Speaking of creepy, “Dead Babies” would certainly fit the bill – yet there’s enough melody and camp here to balance things out. Listen to how Glen Buxton and Michael Bruce lock guitars on the album closer, “Killer.” Things get way out there near the end – more cinema than music perhaps, but it sure worked in the live setting.
The bonus material contains tracks recorded during the Mar Y Sol Pop Festival in Puerto Rico. Apparently, because things were running terribly late, the band didn’t go on until 5am, but it’s still a great set, although the drums kinda sound like trash cans. Especially of note is an extended version of “I’m Eighteen,” closer to the way the band originally intended, before Ezrin made things more radio friendly.

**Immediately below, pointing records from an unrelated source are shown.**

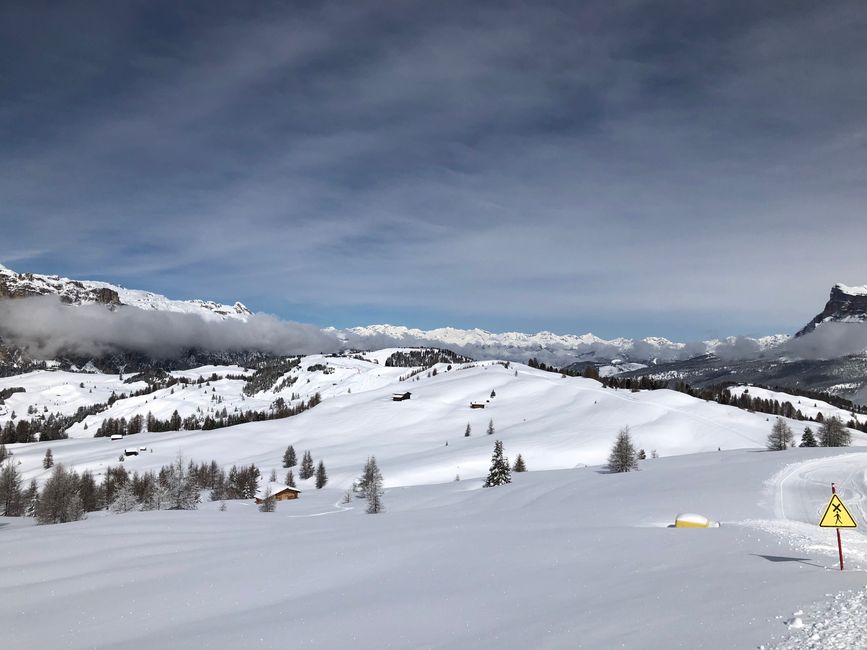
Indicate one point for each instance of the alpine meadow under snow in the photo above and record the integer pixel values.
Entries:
(566, 555)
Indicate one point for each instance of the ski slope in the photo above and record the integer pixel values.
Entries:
(555, 422)
(573, 558)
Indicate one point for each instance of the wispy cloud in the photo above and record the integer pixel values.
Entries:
(513, 165)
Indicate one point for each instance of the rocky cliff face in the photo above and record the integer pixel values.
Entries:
(25, 285)
(847, 305)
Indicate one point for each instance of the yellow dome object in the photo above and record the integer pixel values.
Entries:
(692, 520)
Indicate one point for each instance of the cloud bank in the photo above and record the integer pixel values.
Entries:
(47, 328)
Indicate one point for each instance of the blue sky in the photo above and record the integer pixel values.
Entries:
(678, 169)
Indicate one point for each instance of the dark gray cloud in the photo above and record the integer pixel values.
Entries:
(47, 327)
(514, 165)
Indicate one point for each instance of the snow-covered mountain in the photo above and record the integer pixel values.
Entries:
(85, 292)
(562, 349)
(846, 305)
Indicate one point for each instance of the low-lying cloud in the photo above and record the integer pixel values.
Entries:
(48, 328)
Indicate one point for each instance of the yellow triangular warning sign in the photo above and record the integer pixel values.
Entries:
(836, 515)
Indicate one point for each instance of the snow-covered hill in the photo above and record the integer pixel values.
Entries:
(84, 292)
(555, 422)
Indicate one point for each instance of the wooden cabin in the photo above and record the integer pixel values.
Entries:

There are a couple of alternate takes as well. “You Drive Me Nervous” doesn’t have the strange phasing effect on it, but also lacks the energy of the finished one. Alice’s voice cracks on the alternate of “Under My Wheels,” which has a more watered-down mix.
Alice Cooper – School’s Out (Deluxe Vinyl Edition) (Rhino)
School’s Out, in retrospect, was a big gamble. To followup the success of Killer, the band could’ve easily churned out another two sides of heavy riffing. Instead, they did the opposite, stretching out what the band was capable of.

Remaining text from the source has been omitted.